I hate it for what it potentially can do our children, grandchildren, our church and mission.
The Bible is more than clear on the evils and dangers of alcohol.
Proverbs 21:17 – “He that loveth pleasure shall be a poor man: he that loveth wine shall not be rich.”
Proverbs 23:29-32 – “Who hath woe? who hath sorrow? who hath contentions? who hath babbling? who hath wounds without cause? who hath redness of eyes?
Look not thou upon the wine when it is red, when it giveth his colour in the cup, when it moveth itself aright. At the last it biteth like a serpent, and stingeth like an adder.
Habakkuk 2:15 – “Woe unto him that giveth his neighbour drink, that puttest thy bottle to him, and makest him drunken also, that thou mayest look on their nakedness!
Oh, how low the sinner sinks in order to justify his wickedness.

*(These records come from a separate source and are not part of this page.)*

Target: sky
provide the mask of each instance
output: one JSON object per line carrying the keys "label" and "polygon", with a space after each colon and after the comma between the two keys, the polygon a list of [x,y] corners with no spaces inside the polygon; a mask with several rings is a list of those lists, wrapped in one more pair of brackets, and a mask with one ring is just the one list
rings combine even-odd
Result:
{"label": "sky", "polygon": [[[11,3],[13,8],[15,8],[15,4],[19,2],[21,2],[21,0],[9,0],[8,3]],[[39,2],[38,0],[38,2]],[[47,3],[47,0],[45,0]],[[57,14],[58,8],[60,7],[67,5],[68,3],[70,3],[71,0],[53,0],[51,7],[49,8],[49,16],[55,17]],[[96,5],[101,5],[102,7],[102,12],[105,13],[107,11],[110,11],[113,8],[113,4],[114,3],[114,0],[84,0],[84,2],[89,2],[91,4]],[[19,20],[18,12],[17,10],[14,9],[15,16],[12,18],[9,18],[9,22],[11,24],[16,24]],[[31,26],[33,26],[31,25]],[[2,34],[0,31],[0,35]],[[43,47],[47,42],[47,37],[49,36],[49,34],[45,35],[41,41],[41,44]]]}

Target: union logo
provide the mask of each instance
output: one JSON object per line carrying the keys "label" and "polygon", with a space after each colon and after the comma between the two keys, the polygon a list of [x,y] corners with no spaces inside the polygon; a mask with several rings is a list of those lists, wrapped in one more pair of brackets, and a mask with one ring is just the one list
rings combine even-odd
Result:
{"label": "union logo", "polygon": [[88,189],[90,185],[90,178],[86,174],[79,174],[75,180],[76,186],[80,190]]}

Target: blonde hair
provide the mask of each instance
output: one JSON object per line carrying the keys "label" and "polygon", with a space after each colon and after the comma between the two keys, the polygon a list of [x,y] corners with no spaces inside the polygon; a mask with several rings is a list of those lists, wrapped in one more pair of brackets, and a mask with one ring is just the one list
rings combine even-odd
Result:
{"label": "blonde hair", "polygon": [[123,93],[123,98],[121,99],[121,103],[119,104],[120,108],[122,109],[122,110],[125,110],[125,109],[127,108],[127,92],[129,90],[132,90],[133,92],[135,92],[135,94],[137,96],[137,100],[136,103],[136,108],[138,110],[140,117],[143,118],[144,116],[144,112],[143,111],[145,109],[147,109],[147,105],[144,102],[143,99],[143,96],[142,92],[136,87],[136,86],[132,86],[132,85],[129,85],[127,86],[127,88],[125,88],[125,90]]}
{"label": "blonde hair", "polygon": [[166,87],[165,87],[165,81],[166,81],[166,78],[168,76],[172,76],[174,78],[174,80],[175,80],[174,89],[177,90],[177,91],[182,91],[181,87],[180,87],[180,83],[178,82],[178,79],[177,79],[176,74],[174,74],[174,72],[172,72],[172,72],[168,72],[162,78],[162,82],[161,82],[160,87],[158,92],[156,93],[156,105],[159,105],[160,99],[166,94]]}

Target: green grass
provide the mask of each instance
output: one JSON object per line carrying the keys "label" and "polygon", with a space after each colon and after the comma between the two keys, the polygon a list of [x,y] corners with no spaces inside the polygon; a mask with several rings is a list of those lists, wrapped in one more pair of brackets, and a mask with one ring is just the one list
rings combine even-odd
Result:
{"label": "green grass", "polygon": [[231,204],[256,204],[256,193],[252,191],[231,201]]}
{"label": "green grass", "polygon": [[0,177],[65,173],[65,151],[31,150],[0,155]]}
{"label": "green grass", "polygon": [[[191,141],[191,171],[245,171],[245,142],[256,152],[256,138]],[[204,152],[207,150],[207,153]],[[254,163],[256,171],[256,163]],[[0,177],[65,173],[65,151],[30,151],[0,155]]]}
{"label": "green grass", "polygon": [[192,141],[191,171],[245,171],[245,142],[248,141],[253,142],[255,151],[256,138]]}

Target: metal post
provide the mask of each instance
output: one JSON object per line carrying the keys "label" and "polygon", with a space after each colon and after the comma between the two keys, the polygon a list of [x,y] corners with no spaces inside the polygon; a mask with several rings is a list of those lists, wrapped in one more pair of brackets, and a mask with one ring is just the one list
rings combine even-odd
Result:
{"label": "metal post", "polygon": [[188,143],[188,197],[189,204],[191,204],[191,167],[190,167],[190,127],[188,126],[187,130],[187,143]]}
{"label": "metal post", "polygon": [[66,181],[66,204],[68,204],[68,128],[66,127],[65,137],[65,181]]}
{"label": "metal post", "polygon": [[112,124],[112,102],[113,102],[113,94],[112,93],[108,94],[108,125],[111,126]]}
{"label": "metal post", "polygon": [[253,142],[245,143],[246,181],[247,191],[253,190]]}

This scripture condemns both the act of drunkenness and the reason behind it.
“Know ye not that the unrighteous shall not inherit the kingdom of God? Be not deceived: neither fornicators, nor idolaters, nor adulterers, nor effeminate, nor abusers of themselves with mankind,
Nor thieves, nor covetous, nor drunkards, nor revilers, nor extortioners, shall inherit the kingdom of God.”
And that being true, that man cannot be sure that he is truly a child of God.
Kids, I implore you, NEVER experiment, NEVER taste, NEVER even smell a drop of any kind of alcohol.
It not only immediately destroys your testimony as a child of God.
But it could very easily eventually destroy your life.
And I do not have confidence that any drinker can claim to be a citizen of the kingdom of God.
The Lord had removed some of the inhibitions which kept them indoors for a while.
The Lord had filled their hearts with the Lord’s love and their mouths with the gospel of Christ.
They were grinning from ear to ear as if they were filled with new wine.
They were bouncing off walls as if they were totally inebriated.
But it wasn’t alcohol which caused it, but the presence of the Holy Spirit of God.
They were filled with the joy of the Lord, and this was their strength.
And ideally this is the way that you and I should be.
Turn to Ephesians 5:15-20:
Redeeming the time, because the days are evil.
Wherefore be ye not unwise, but understanding what the will of the Lord is.
And be not drunk with wine, wherein is excess; but be filled with the Spirit;
Speaking to yourselves in psalms and hymns and spiritual songs, singing and making melody in your heart to the Lord;
Giving thanks always for all things unto God and the Father in the name of our Lord Jesus Christ.”
But at the same time, doesn’t this scripture condemn drunkenness?
And this brings us right back to Acts 2
They are not in sin, rather they are thrilled and animated by the presence of the Lord.